X = word_frequencies.as_matrix().astype(np.float64)
U, D, V = np.linalg.svd(X.T)  # in matlab the matrix is read in as its transpose


# In this way, we let $Z = UD$, so $X = ZV^\intercal$. Now, let $\tilde{Z}$ be the approximation from using 2 singular values, so $\tilde{X} = \tilde{Z}W^\intercal$, so $\tilde{Z} = \tilde{U}\tilde{D}$. For some reason, the textbook chooses not to scale by $\tilde{D}$, so we just have $\tilde{U}$. Recall that all the variables are messed up because we used the tranpose.

# In[3]:


Z = V.T[:,:2]
Z


# Now, let's plot these results.

# In[4]:


plt.figure(figsize=(8,8))
def plot_latent_variables(Z, ax=None):
    if ax == None:
        ax = plt.gca()
    ax.plot(Z[:,0], Z[:,1], 'o', markerfacecolor='none')
    for i in range(len(Z)):
        ax.text(Z[i,0] + 0.005, Z[i,1], i, 
                verticalalignment='center')
    ax.set_xlabel('$z_1$')
    ax.set_ylabel('$z_2$')
    ax.set_title('PCA with $L = 2$ for Alien Documents')
    ax.grid(True)
plot_latent_variables(Z)
plt.show()


# I, respectfully, disagree with the book for this reason.
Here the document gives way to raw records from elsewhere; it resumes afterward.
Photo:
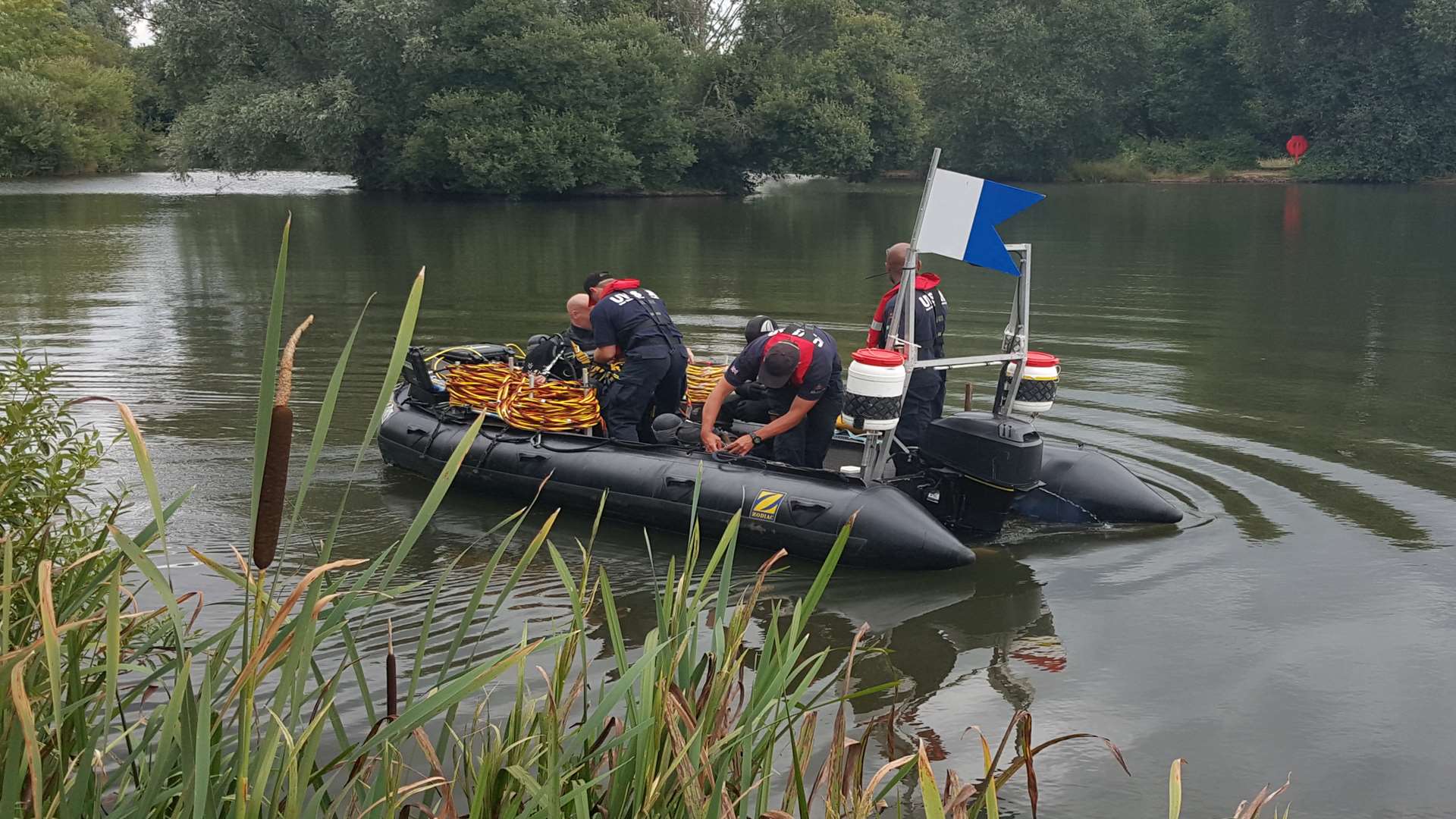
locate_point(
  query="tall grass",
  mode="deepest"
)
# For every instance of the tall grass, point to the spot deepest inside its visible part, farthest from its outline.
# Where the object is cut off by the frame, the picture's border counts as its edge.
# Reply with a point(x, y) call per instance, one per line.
point(109, 707)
The optimal latent representation $Z = XW$ (observations are rows here), should be chosen such that
# 
# \begin{equation}
# J(W,Z) = \frac{1}{N}\left\lVert X - ZW^\intercal\right\rVert^2
# \end{equation}
# 
# is minimized, where $W$ is orthonormal.

# In[5]:


U, D, V = np.linalg.svd(X)
V = V.T # python implementation of SVD factors X = UDV (note that V is not tranposed)
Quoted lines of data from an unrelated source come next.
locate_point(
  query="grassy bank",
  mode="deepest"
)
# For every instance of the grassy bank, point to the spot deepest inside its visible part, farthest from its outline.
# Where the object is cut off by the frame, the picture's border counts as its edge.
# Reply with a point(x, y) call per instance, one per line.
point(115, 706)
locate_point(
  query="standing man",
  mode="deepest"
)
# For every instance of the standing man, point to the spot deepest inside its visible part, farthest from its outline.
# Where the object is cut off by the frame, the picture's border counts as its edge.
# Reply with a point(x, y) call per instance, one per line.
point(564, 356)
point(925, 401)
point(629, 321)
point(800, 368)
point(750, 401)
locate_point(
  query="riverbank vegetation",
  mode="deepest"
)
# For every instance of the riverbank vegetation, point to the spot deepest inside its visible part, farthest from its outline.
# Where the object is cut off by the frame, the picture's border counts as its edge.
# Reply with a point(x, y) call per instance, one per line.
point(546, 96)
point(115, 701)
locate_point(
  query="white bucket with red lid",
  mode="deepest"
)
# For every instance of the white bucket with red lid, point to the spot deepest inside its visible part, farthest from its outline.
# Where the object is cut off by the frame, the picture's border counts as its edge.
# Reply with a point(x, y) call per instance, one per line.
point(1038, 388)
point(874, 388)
# By section 12.2.3 of the book, $W$ is the first $2$ columns of $V$. Thus, our actual plot should be below.

# In[6]:


W = V[:,:2]
Z = np.dot(X, W)
plt.figure(figsize=(8,8))
ax = plt.gca();
plot_latent_variables(Z, ax=ax)
ax.set_aspect('equal')
plt.show()


# Note that this is very similar with the $y$-axis flipped. That part does not actually matter. What matters is the scaling by eigenvalues for computing. Before that scaling the proximity of points may not mean much if the eigenvalue is actually very large.
# 
# Now, the second part asks us to see if we can properly identify documents related to abductions by using a document with the single word *abducted* as a probe.

# In[7]:


probe_document = np.zeros_like(words, dtype=np.float64)
abducted_idx = (words=='abducted').as_matrix()
probe_document[abducted_idx] = 1
X[0:3,abducted_idx]


# Note that despite the first document being about abductions, it doesn't contain the word *abducted*.
# 
# Let's look at the latent variable representation. We'll use cosine similarity to account for the difference in magnitude.

# In[8]:


from scipy.spatial import distance
z = np.dot(probe_document, W)
similarities = list(map(lambda i : (i, 1 - distance.cosine(z,Z[i,:])), range(len(Z))))
similarities.sort(key=lambda similarity_tuple : -similarity_tuple[1])
similarities


# Indeed, we find the three alien abduction documents, $0$, $2$, and $1$ are most similar to our probe.